About an hour later, Rhea found out what Grandma Mary had said to make Geoffrey so mad… because of course it had been something Grandma Mary said. Chris had been going past them on the landing just before Geoffrey stormed out. He said Grandma Mary had listed pretty much every bad thing he, Rhea and Gemma had ever done, and concluded, “If that’s the kind of behaviour Sadie’s willing to condone, then maybe it’s just as well that she didn’t become a mother.”
*
“Sadie seemed to be holding up well,” said Dad as they waved her off.
“Putting on a brave face,” said Mum grimly. Sadie and her parents had been the last ones to go- Grandma Mary had bullied Aunt Cathy into giving her a lift home earlier in the afternoon. It was just the five of them again.
They went back into the house, and Mum gave a happy sigh as she closed the door behind them. “Well. That wasn’t so bad, was it?”
“No, not after Grandma Mary left,” said Rhea, before she could stop herself. It was true, though. For the last few hours, everyone had had a little more space to breathe.
“Rhea…” growled Dad, but Mum put a hand on his shoulder and smiled, so he let it drop.
“Oh, poor Cathy,” said Mum, not quite laughing, “I’ll phone her in a moment and check she had a safe journey.” Which roughly translated as, I’ll repay her for being stuck in a car with our mother for ninety minutes by listening to her whine about it for an hour.
With nothing much left to do, Dad went into the living room and switched on the TV. Bit by bit, like planets settling into their orbits, Mum and Chris ended up in there with him. Rhea and Gemma went to the kitchen instead.
“I know we don’t want to admit it,” said Gemma, “but Grandma Mary was right.

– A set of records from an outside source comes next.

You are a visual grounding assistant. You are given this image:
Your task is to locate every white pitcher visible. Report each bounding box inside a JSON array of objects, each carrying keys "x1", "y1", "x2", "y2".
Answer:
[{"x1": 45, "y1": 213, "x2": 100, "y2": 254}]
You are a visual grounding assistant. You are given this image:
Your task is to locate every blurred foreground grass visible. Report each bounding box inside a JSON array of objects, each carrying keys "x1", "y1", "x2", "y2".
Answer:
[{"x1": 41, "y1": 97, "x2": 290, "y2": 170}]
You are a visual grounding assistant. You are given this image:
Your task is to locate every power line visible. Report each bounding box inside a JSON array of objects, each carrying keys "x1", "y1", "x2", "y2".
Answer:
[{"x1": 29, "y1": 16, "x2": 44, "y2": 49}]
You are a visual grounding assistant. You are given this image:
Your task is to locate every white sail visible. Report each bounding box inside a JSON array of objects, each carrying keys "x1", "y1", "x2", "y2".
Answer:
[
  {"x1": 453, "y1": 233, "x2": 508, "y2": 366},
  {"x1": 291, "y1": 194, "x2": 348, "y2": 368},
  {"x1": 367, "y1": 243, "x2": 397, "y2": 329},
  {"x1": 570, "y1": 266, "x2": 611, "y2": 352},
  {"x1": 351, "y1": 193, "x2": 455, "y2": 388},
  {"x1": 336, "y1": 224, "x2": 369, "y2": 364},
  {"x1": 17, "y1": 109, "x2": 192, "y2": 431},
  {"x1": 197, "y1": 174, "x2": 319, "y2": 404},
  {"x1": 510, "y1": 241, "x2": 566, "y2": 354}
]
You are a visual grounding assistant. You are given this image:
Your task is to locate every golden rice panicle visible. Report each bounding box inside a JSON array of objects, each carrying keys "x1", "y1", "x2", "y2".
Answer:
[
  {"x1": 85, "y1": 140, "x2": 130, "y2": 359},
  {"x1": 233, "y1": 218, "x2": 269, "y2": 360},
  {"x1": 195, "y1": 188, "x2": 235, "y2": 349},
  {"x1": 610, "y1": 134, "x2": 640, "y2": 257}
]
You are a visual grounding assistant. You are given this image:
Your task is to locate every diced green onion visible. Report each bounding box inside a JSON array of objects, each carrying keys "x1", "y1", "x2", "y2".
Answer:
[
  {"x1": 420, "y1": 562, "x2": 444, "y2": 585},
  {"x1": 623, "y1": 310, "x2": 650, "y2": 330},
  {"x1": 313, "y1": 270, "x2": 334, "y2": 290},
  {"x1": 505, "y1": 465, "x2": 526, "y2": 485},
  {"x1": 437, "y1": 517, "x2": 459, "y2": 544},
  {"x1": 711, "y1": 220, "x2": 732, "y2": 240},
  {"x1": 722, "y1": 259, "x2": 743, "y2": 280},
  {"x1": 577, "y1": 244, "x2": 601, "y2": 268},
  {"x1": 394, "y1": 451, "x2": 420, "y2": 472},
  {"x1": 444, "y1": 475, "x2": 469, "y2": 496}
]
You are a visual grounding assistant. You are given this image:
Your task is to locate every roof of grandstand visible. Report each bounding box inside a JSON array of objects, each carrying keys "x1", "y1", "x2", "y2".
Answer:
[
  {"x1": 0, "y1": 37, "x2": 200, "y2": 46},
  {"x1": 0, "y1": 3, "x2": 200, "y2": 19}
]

When we’re around people like Sadie and Aunt Cathy, it helps us appreciate what we have in life.”
“Hm,” said Rhea. She opened up the cupboard and found the packet of spaghetti from earlier.
“I mean, what was Chris doing, reading Kerrang! while people were round? He should have known what was going to happen. I don’t know why he wants to read stuff like that anyway. It’s not exactly making him a better person.”
Rhea stared at the spaghetti for a moment or two, trying to work something out. She shut the cupboard door, and went to fetch something from under the sink.
“What are you looking for?” asked Gemma.
“Just some cleaning spray.” She found some behind the bleach, and took out a sponge to go with it. She was going to get rid of that sticky patch on her bedside table, and then she was going to work out what had caused it in the first place and get rid of that. And after she’d finished, maybe she’d burn this damn dress.